O trabalho, preliminar, foi divulgado pelo Nuffield (http://www.nuf fieldbioethics.org) como contribuição para a discussão pública da biotecnologia deflagrada pelo governo britânico.
Ficará aberto a observações do público até 8 de agosto, quando o conselho iniciará a produção do relatório final.
Antes que os adversários dos transgênicos se apressem a ver no texto provisório mera propaganda das empresas de biotecnologia, é bom dizer que ele também ataca argumentos a favor dos transgênicos.
Diz, por exemplo, que países pobres receptores de ajuda alimentar humanitária têm, sim, direito a escolher se querem OGMs ou não.
Os autores do trabalho partem da premissa de que não estaria provado que a agricultura transgênica vá necessariamente ser prejudicial a camponeses pobres.
Dá como contra-exemplo o algodão Bt resistente a insetos (como a lagarta curuquerê), que já representou metade da colheita chinesa em 2002. Segundo o Nuffield, isso permitiu reduzir em 60% a 80% a aplicação de pesticidas.
David Hathaway, economista e consultor da Campanha Por um Brasil Livre de Transgênicos, contra-argumenta que o algodão Bt é ele mesmo 'um pesticida em embalagem vegetal' e que o relatório parte do falso pressuposto de que existam 'transgênicos do bem', sem ver que as variedades no mercado não se enquadram nessa categoria.

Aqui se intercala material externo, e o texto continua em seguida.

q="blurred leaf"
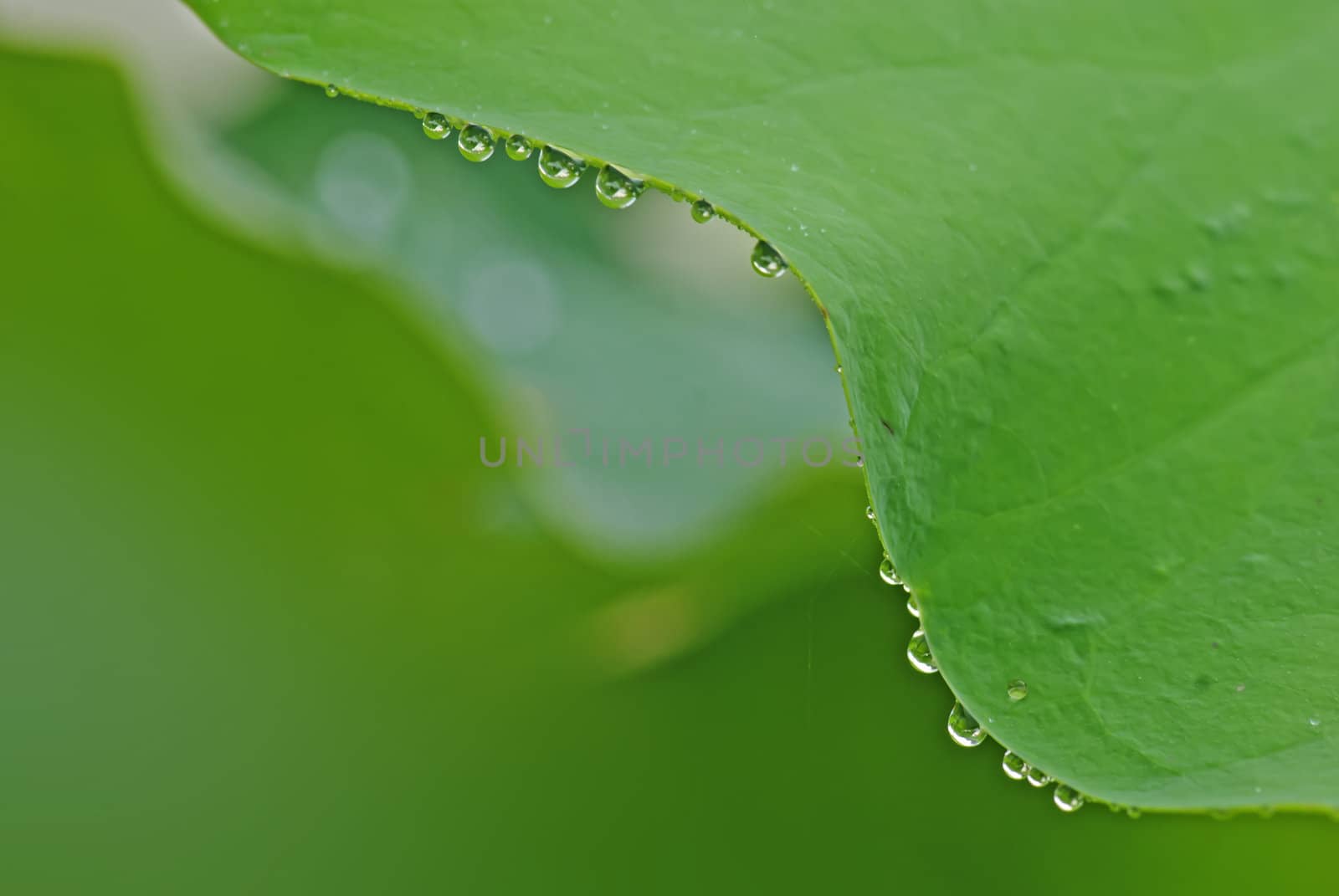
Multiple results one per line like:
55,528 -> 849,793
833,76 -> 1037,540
225,85 -> 859,556
190,0 -> 1339,807
8,40 -> 1334,896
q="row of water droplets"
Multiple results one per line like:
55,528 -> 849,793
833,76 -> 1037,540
865,506 -> 1083,812
326,84 -> 790,277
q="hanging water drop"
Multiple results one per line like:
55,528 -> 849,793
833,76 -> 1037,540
1002,750 -> 1029,781
752,240 -> 786,277
594,165 -> 647,209
455,125 -> 493,162
423,112 -> 451,141
506,134 -> 534,162
948,700 -> 986,746
1051,784 -> 1083,812
906,628 -> 939,675
540,146 -> 585,190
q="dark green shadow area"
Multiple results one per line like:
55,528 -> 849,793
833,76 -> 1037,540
0,44 -> 1339,896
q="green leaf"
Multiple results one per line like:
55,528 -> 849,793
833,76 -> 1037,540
223,82 -> 859,557
8,40 -> 1334,896
183,0 -> 1339,807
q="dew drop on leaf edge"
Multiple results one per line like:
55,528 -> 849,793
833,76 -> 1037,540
538,146 -> 587,190
594,165 -> 647,209
948,700 -> 986,747
752,240 -> 786,277
423,112 -> 451,141
879,557 -> 902,586
1000,750 -> 1029,781
455,125 -> 493,162
1051,784 -> 1083,812
506,134 -> 534,162
906,628 -> 939,675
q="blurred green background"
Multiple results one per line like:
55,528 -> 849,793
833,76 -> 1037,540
0,0 -> 1339,893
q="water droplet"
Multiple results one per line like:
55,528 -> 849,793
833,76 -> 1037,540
594,165 -> 647,209
1051,784 -> 1083,812
948,700 -> 986,746
506,134 -> 534,162
1003,750 -> 1029,781
455,125 -> 493,162
423,112 -> 451,141
1027,766 -> 1053,787
540,146 -> 585,190
752,240 -> 786,277
906,628 -> 939,675
879,557 -> 902,586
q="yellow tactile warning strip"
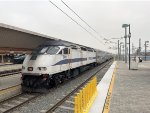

'Nada disso realmente acaba beneficiando o pobre.' Para ele, o relatório não diz de onde sairão os recursos para pesquisar 'transgênicos de pobre'.
Para o geneticista Fernando Reinach, presidente da empresa de biotecnologia Alellyx, as conclusões do relatório não se aplicam ao Brasil.
'Quando falam em países em desenvolvimento, o que vai na cabeça
é a África', diz. 'A soja gera parte grande de nosso PIB. No caso
da soja, o Brasil é país desenvolvido.'
(Folha de SP, 11/6)
fonte:Jornal da Ciência 2297, de 11 de Junho de 2003.